Being purely mechanical, the brakes worked even after having stood for 25 years. Friction in the linkages means that they are not very good at stopping the car! Lifting the floorboards to get at the gearbox gave an initial opportunity to reduce play in the brake cross-shaft.
Nearside outer cross-shaft bearing had plenty of free play! - but the steel cross-shaft bearing surface was OK as judged by micrometer readings. There was a round clip on the end of this shaft - it was a very snug fit and I couldn't remove it so forced the old bearing off over the top.
When dismantled, the end of the shaft was found to be damaged with severe bruising from forces unknown! Could have happened any time in the last 70 years!
Although the shaft is not worn, the zinc bearing was badly worn as it had seized on the shaft and had been rotating in the housing!
Offside outer cross-shaft bearing also had plenty of free play!

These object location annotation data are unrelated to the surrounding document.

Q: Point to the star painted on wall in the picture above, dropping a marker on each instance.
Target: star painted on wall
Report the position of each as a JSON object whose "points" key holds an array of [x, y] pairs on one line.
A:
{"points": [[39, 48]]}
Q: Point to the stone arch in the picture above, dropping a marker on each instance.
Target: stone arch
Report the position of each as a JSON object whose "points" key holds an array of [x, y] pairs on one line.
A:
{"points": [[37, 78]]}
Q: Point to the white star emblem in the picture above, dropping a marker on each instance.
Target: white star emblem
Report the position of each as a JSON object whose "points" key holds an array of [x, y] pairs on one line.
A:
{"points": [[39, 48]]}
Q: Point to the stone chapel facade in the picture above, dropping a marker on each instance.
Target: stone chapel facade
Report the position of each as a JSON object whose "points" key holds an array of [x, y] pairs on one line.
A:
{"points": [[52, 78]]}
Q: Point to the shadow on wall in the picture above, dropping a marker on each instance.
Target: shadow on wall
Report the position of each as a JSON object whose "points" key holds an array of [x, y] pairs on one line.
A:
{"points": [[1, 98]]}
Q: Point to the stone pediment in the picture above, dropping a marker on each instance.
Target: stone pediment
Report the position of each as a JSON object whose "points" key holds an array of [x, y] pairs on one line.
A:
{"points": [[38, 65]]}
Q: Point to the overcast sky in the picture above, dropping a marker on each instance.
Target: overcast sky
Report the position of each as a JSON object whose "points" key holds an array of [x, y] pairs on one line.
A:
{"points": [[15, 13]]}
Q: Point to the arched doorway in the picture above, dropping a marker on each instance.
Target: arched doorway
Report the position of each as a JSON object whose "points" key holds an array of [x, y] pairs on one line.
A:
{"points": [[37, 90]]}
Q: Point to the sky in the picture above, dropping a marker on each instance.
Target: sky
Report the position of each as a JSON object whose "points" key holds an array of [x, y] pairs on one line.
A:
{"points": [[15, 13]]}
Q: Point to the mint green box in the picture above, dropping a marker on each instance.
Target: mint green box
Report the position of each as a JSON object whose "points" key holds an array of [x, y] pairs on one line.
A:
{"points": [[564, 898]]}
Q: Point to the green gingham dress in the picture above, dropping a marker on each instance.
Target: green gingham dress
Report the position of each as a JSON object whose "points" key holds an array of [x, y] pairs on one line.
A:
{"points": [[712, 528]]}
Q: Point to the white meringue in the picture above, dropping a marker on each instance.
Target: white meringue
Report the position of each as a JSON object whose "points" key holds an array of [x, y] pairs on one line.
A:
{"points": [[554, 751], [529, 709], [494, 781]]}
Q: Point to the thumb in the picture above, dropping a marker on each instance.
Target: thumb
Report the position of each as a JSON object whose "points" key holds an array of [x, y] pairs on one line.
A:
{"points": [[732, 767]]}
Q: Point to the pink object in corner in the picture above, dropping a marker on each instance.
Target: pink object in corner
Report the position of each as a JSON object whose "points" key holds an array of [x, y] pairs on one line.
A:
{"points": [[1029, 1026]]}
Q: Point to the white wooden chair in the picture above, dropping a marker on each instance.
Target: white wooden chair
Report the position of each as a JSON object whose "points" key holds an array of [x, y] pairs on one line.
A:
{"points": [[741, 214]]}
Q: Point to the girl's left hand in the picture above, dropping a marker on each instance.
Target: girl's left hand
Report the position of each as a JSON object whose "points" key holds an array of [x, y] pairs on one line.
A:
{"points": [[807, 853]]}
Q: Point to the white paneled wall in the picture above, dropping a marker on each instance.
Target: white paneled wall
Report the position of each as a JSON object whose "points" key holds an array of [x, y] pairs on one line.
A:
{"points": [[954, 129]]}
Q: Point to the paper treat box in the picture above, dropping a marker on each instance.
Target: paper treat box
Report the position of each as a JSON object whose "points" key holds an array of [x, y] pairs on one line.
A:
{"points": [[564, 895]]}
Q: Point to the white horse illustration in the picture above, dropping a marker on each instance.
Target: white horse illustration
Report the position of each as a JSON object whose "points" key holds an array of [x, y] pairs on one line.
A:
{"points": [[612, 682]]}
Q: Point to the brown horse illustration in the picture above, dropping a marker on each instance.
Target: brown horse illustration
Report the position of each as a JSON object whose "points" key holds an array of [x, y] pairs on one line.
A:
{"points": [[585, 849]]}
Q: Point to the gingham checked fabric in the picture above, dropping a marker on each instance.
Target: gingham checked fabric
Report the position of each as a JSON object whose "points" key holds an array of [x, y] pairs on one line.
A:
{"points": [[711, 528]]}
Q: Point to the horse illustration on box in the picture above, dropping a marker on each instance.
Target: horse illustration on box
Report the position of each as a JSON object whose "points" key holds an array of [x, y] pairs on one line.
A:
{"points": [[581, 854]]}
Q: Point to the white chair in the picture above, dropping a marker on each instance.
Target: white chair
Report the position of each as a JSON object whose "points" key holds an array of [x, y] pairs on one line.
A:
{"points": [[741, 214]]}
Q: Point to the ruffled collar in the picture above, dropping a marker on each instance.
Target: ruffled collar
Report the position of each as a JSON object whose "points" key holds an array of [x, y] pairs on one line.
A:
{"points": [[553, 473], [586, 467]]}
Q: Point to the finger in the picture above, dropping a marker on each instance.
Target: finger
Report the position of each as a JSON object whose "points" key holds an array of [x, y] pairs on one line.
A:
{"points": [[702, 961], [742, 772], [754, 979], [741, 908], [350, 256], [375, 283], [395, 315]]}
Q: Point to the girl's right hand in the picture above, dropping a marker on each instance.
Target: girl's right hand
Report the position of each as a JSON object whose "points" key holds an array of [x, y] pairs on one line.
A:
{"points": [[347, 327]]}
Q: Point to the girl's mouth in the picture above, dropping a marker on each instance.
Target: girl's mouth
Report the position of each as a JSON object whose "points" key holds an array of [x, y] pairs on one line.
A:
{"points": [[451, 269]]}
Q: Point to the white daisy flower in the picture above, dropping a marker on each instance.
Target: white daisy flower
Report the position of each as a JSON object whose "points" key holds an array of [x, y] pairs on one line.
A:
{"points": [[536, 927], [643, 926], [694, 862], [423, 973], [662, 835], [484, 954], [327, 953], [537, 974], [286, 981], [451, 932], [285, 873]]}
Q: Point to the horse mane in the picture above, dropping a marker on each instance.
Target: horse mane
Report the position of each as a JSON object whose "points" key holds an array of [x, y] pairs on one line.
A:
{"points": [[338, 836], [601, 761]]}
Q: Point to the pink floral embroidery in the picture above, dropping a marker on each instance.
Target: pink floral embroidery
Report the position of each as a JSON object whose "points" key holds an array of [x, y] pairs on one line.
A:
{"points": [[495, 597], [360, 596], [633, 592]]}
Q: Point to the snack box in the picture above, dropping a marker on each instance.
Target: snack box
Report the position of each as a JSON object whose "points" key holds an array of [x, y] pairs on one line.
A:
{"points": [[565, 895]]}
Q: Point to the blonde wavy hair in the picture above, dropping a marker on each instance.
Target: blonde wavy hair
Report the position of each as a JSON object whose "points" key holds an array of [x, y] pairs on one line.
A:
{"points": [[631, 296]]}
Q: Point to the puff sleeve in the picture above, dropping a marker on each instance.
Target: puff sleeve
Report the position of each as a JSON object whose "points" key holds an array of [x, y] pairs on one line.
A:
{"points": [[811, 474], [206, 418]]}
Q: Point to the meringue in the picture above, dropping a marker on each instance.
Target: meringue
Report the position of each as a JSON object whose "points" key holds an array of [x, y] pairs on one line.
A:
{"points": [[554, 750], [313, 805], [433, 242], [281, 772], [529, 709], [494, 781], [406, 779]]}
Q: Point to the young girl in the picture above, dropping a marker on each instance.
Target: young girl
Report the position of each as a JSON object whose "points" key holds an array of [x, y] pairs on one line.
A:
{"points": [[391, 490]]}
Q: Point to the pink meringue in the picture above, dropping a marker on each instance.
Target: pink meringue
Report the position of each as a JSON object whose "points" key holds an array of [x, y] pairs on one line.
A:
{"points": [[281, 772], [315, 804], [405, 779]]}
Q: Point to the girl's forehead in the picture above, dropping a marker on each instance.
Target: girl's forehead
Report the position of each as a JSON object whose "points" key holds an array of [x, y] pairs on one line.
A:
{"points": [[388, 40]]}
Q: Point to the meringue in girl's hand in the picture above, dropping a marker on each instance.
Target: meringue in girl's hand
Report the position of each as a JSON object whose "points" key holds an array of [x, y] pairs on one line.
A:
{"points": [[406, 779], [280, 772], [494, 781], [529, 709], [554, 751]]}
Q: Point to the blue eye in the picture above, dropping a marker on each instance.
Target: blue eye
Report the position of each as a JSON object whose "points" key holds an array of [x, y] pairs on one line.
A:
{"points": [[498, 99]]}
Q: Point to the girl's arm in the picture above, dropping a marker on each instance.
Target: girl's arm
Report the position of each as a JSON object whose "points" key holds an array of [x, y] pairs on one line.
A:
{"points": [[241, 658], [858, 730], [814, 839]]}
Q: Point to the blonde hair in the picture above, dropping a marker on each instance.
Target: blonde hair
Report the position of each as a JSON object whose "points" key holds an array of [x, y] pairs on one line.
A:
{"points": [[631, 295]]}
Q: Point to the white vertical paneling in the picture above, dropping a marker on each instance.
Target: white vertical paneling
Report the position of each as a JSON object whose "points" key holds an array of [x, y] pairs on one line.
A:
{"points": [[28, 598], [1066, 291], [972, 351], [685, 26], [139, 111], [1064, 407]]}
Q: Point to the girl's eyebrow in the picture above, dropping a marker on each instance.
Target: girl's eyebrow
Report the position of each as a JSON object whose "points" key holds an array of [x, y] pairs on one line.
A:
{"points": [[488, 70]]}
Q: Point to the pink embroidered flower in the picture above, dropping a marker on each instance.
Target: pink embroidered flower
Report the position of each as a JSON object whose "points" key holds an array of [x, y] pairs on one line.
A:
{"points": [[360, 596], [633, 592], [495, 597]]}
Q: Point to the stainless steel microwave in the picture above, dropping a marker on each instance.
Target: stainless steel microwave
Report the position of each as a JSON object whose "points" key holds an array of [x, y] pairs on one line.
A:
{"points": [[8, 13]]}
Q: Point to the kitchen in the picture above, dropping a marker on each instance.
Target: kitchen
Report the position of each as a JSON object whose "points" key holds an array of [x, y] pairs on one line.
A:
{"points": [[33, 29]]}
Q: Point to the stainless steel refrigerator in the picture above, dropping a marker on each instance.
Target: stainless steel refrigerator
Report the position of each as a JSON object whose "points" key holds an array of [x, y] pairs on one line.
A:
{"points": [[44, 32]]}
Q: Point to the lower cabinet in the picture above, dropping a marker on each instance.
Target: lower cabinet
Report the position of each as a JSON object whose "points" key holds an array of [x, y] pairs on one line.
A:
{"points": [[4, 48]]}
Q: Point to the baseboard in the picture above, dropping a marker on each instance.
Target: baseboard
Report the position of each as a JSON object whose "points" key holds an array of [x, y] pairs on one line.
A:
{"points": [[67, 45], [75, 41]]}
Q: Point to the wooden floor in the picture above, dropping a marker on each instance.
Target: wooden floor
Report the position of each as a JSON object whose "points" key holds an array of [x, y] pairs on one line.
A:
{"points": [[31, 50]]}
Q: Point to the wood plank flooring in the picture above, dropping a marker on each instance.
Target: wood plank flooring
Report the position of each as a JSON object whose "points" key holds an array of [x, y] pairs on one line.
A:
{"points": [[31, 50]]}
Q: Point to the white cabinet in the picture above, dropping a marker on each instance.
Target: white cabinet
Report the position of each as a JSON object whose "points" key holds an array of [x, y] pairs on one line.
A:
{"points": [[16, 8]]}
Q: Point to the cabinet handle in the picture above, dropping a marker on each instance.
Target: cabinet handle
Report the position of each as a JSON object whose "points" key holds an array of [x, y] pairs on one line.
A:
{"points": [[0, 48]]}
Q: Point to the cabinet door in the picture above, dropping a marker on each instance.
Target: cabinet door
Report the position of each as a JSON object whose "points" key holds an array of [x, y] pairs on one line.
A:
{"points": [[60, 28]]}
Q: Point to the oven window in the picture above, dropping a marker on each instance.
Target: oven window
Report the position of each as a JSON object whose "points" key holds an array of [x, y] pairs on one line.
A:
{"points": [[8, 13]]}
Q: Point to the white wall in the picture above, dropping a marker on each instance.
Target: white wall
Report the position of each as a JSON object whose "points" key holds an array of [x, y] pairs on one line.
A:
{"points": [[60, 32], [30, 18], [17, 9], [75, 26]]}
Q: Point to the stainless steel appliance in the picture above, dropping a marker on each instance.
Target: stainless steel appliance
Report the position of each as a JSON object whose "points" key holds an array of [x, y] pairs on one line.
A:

Again, the cross-shaft bearing surface was OK but the zinc bearing was worn through where it had been rotating in the housing!
This side came apart much easier and again the bearing surface is unworn.
After replacing the bearing with the split-brass type and a locating screw, the play generated over the last 70 years seems to have gone.
To improve lubrication and to prevent the bearing from rotating, a 4BA grub-screw with shouldered end projects into the split section of the bearing.
Remove to oil direct onto the bearing surfaces! - as well as keeping the felt oil "wicks" oiled of course.
This is how the nearside bearing looks when reassembled. Although the bottom of the groove is rounded, a modern circlip seems to fit snugly as the original retaining rings were rather weak.
The handbrake was quite loose and moved about sideways. This was cured by tightening the holding bolts through the chassis. I couldn"t detect any play in the centre cross-shaft bearings so they have been left undisturbed.
The handbrake mechanism seems to be OK for now so it has been cleaned up a little, lubricated and left.
A gearstick gaiter from one of several firms advertising on the internet fitted the handbrake lever like a glove. The one I used fitted a Nissan Maxima and Honda Infiniti I30 (virtually the same car) though others might well do as well.